NEPHI — While prosecutors push for a harsher charge against a man accused of accidentally killing his brother, a Salt Lake woman is lobbying for compassion and support.
Prosecutors filed a motion in 4th District Court Monday asking a judge to reconsider a decision that reduced charges against Eric Charlton in the shooting death of his younger brother.
Juab County Attorney Jared Eldridge asked Judge James Brady to order Charlton to stand trial for manslaughter, a second-degree felony, in the death of 17-year-old Cameron Charlton. The judge previously decided against the manslaughter charge, opting instead to bind him over on a lesser charge of negligent homicide, a class A misdemeanor.
Eldridge wrote that the evidence shows there was a "substantial and unjustifiable risk" the night Cameron was killed and said Charlton, who spent six years as a Marine, disregarded that risk by pointing a gun with a loaded magazine at his younger brother.
"In deliberately pointing the gun at his brother's head and pulling the trigger, the defendant disregarded his training, his experience and the safety protocol he had demonstrated he knew just shortly before the shooting," the prosecutor said.
He thinks the case needs a second look.
"The current case is a very serious case with serious implications for both the defendant and the state," Eldridge wrote. "As such, it deserves a very careful and complete consideration."
Meanwhile, a Salt Lake City woman who has never met Charlton, 27, has organized a petition in an effort to help the man's case and show support.
Kimberly Harding doesn't know Charlton, but wants to help him. She has set up an online petition on the website Change.org to show that she, and others support Charlton.
"I'm sure there are a lot of people out there who have lost somebody and know the pain of losing somebody," Harding said. "I feel total compassion for him. ... I know that it was an accident that shouldn't have happened."
Her petition, titled "Prosecutor of Eric Charlton: Petition for compassion in Eric Charlton case," has netted 314 signatures.
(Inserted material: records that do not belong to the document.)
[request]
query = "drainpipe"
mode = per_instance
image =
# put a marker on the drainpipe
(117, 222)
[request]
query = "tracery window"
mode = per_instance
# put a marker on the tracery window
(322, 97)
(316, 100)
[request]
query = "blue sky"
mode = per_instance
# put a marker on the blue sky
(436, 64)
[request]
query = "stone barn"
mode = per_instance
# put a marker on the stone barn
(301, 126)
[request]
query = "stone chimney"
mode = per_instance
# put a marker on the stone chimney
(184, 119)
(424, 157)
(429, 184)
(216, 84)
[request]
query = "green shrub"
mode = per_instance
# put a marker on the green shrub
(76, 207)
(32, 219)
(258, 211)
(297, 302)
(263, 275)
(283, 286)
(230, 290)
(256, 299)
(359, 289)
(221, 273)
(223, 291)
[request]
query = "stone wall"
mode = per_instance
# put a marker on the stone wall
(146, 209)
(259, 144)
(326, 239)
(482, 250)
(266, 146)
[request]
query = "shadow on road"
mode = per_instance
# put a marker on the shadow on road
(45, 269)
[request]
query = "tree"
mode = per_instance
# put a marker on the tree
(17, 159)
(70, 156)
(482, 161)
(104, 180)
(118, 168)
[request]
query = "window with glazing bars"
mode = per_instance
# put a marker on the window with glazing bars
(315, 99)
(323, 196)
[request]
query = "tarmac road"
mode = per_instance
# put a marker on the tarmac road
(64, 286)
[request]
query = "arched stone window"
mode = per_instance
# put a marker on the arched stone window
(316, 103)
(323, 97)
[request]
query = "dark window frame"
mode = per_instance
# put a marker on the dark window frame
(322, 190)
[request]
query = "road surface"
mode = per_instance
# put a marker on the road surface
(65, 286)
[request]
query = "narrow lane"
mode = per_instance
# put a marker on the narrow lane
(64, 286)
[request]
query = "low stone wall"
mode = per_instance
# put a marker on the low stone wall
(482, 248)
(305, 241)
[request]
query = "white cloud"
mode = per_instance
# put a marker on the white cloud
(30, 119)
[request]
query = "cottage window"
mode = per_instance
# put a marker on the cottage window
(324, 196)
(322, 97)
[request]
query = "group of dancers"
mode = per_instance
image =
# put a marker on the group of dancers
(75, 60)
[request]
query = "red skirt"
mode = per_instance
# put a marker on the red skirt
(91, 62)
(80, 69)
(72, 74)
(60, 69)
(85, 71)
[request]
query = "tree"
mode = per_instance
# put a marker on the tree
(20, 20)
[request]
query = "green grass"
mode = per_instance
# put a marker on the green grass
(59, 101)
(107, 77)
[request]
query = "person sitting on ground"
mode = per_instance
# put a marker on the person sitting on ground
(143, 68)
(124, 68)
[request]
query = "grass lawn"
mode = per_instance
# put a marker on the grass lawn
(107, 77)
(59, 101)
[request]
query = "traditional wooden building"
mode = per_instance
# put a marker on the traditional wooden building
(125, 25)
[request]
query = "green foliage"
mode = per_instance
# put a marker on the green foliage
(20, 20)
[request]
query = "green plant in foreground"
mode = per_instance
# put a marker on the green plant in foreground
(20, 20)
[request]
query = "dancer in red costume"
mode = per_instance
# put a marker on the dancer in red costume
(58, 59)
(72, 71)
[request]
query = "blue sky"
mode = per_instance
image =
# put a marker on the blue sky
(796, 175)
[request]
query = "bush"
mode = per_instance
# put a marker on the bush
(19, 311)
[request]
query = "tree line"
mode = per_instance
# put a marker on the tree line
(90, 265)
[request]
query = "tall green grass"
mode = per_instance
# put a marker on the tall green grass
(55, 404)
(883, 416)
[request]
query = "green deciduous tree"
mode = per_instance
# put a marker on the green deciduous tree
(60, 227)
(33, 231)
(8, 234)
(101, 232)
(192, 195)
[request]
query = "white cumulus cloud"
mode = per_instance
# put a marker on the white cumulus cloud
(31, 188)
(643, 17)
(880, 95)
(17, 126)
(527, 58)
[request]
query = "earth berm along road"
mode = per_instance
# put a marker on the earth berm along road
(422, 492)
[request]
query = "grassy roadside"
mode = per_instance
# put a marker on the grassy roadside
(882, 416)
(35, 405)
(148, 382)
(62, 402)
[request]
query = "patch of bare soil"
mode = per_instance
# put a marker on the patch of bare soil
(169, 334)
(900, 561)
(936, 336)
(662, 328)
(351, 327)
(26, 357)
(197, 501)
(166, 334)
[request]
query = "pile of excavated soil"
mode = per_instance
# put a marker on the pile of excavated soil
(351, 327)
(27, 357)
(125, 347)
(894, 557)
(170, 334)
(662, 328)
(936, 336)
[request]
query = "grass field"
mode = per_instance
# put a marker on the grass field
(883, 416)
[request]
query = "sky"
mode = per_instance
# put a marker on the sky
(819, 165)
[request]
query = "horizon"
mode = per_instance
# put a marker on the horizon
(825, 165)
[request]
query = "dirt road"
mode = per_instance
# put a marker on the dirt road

Harding is hoping to gather at least 5,000. She hopes it will compel prosecutors to drop charges, but more than anything, she just wants to show support.
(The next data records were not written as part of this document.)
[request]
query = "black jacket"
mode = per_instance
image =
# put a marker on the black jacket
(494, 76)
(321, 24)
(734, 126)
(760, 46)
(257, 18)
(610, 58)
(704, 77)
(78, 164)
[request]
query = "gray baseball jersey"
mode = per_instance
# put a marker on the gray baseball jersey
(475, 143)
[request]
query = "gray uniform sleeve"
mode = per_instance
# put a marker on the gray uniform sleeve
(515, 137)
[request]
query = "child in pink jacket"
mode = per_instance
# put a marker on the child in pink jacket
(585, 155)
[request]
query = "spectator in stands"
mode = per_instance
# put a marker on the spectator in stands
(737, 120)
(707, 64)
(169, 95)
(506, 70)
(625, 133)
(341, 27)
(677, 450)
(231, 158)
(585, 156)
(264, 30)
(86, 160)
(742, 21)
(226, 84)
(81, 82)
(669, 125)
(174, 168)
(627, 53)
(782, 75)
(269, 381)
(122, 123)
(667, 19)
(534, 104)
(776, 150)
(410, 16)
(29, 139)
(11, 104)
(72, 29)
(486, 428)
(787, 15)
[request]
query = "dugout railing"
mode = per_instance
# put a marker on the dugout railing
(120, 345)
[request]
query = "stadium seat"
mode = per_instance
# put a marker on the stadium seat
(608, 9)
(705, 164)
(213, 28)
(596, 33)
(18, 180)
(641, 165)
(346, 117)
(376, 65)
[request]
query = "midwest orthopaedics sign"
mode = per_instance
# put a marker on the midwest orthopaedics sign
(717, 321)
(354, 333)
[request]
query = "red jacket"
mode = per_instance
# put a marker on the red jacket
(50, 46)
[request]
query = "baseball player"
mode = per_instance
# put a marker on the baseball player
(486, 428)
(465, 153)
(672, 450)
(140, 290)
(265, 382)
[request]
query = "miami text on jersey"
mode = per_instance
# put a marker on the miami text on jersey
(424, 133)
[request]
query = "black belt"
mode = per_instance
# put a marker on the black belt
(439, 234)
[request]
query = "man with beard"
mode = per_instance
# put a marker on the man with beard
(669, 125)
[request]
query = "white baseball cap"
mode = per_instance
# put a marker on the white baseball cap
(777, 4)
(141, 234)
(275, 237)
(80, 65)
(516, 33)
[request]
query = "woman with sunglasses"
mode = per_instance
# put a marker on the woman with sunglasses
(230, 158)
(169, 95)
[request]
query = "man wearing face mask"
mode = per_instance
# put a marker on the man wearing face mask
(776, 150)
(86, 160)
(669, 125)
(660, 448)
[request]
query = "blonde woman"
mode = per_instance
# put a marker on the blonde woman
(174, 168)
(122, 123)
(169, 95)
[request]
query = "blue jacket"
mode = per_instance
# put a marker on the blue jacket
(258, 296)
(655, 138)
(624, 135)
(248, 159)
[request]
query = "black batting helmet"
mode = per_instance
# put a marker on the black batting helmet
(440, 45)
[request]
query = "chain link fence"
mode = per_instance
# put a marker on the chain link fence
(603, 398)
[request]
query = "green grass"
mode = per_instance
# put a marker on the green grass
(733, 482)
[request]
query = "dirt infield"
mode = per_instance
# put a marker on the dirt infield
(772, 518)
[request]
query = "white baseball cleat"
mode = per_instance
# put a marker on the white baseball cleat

"I think he's suffering in his own prison right now," she said. "I mean, you can put him behind bars, but the bars he's living behind right now in his mind and with his emotions is the worst prison that anyone could ever be in."
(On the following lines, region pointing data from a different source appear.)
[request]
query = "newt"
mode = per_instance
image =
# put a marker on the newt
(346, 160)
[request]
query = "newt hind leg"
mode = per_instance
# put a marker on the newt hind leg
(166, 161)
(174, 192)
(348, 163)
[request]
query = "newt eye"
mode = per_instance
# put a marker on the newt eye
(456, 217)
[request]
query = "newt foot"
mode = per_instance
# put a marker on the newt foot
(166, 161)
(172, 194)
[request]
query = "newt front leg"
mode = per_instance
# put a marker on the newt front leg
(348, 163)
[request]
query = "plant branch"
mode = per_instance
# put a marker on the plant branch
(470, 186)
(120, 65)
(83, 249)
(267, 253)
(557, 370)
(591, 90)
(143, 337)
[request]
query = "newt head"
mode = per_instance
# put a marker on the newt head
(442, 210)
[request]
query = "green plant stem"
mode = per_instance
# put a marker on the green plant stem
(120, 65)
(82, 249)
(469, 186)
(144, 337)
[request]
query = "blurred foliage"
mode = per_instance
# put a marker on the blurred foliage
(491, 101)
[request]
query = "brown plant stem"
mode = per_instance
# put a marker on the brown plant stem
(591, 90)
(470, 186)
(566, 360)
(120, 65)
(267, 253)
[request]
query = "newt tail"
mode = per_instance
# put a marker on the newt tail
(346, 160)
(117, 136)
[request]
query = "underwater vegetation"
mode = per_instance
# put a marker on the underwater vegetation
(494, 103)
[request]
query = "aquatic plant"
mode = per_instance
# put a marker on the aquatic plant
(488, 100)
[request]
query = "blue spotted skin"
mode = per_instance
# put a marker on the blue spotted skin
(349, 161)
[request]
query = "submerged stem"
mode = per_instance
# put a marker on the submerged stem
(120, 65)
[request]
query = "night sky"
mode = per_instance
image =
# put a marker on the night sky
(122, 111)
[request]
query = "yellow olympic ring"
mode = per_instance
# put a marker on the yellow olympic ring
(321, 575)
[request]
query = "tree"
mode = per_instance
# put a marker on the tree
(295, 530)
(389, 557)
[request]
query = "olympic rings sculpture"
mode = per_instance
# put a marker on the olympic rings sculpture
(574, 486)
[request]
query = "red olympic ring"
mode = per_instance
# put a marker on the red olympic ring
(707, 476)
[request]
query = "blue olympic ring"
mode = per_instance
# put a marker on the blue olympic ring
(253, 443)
Cameron, his friend Jonathan Hummel and Charlton were camping with a group at Yuba Lake State Park over Memorial Day weekend. Early in the morning on May 28, the trio was sitting around a campfire and talking about girls, guns, the Marine Corps and trust, when Charlton swung a gun toward his younger brother and shot him.
In a police interview played in court, he said he couldn't remember what happened or why he had the handgun out. The trio had looked at the weapon earlier, but only after the veteran Marine had cleared the weapon. Charlton re-loaded the gun's magazine and placed it in a holster, but brought it back out while they were talking.
"It's all blank right there," Charlton told police of the shooting. "I wouldn't intentionally shoot my brother."
Cameron Charlton died at the scene from a gunshot wound to the head. Charlton repeated at the scene, and since, that it was an accident.
In addition to the negligent homicide charge, the West Haven man is also charged with reckless endangerment, a class A misdemeanor, and carrying a dangerous weapon under the influence of alcohol or drugs, a class B misdemeanor.
"There was no evidence in the present case that (Charlton) knew there was a round in the chamber that could be fired if the trigger were pulled," Brady wrote in his Sept. 21 decision to dismiss the second-degree felony manslaughter charge.
Defense attorney Susanne Gustin has been adamant that the shooting was an accident and that Charlton's family does not want to lose another son.